LGBT associations condemn rising homophobic attacks in Paris
Issued on: Modified:
LGBT groups gather Sunday in Paris to protest against a recent series of homophobic attacks in the French capital. Some 30 organisations have rallied round SOS Homophobia and Inter-LGBT, the event's organisers.
The latest spur of violence took place on Wednesday against Guillaume Mélanie, head of NGO Urgence Homophobia, a charity that helps the LGBT community obtain asylum in France.
Mélanie says he was punched in the face as he was coming out of a restaurant and told that he "should be burned".
He shared pictures of his injuries on social media, prompting reactions of support, including a message from Paris mayor Anne Hidalgo.
More homophobic attacks being reported
According to latest figures provided by Paris police headquarters, homophobic attacks in the French capital are actually decreasing.
There were 20 fewer attacks so far this year as compared to 2017, according to official sources.
However, gay rights organisation SOS Homophobia recorded a 15 percent rise in physical attacks.
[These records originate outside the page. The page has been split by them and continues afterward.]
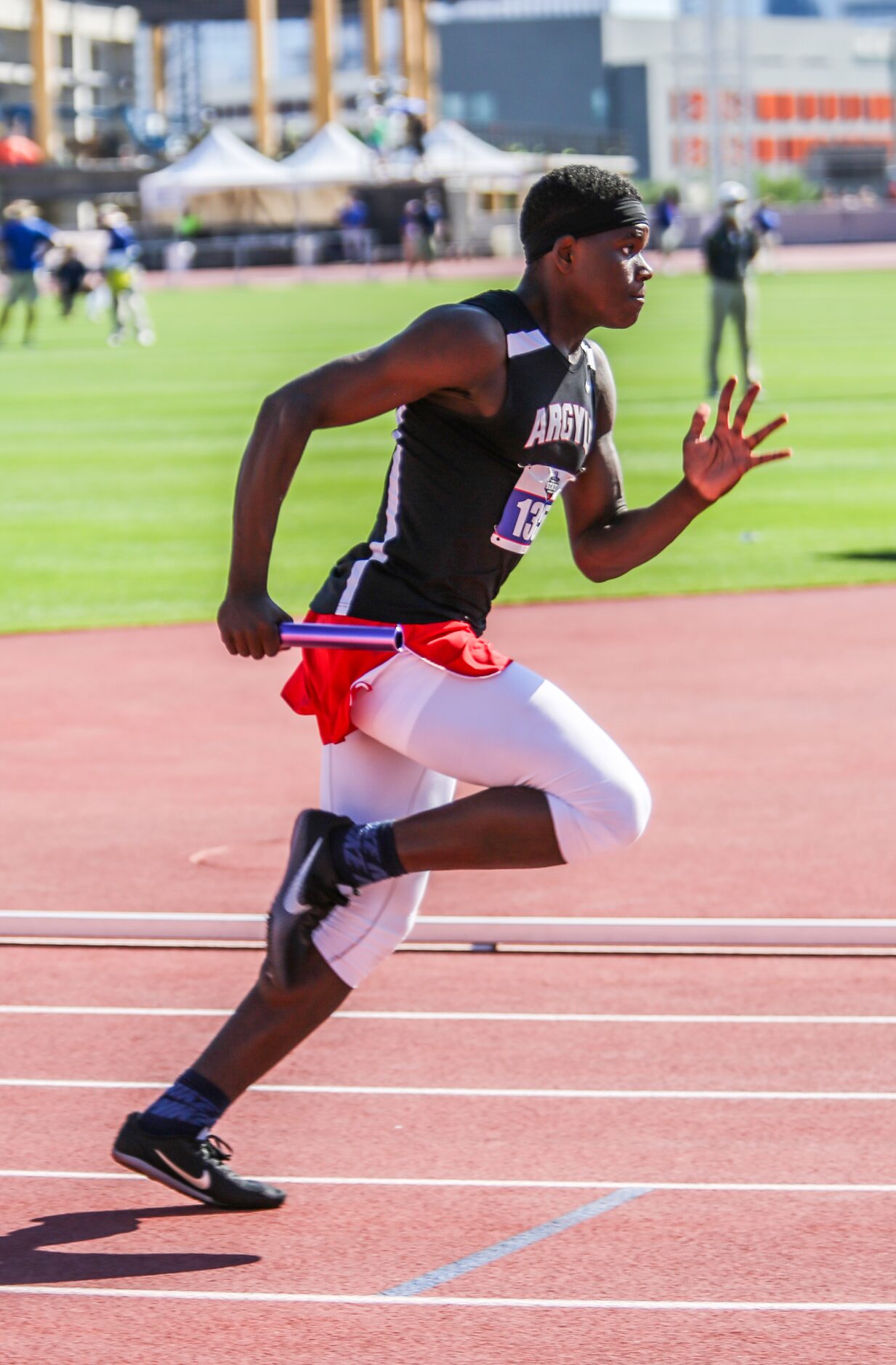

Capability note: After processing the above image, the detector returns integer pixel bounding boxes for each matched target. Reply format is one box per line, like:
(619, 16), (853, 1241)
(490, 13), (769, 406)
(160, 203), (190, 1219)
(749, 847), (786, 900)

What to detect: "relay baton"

The figure was based on the number of calls on their helpline.
"That could also be because people are more willing to speak out publicly" points out James Creedon, who presents Media Watch on France 24.
Paris has an established LGBT community and a reputation for being gay-friendly.
The city also hosts one of the most important Gay Pride events in Europe, and hosted the 10th Gay Games earlier this year.
Increasing awareness of homophobic attacks through social media has lead to calls for concrete action.
Clémence Zamora Cruz, spokesperson for Inter-LGBT, told RFI a global plan against LGBT phobia was needed, starting with educational programs in school.
She is also asking the government to take concrete action over attacks on the LGBT community, rather than spending its energy on issues such as medically assisted procreation for lesbian couples.
The LGBT community in France have acquired many rights over the last two decades, including the right to form civil unions and to marry.
However, resistance to these measures remains strong in France, as massive protests against gay marriage a few years ago showed.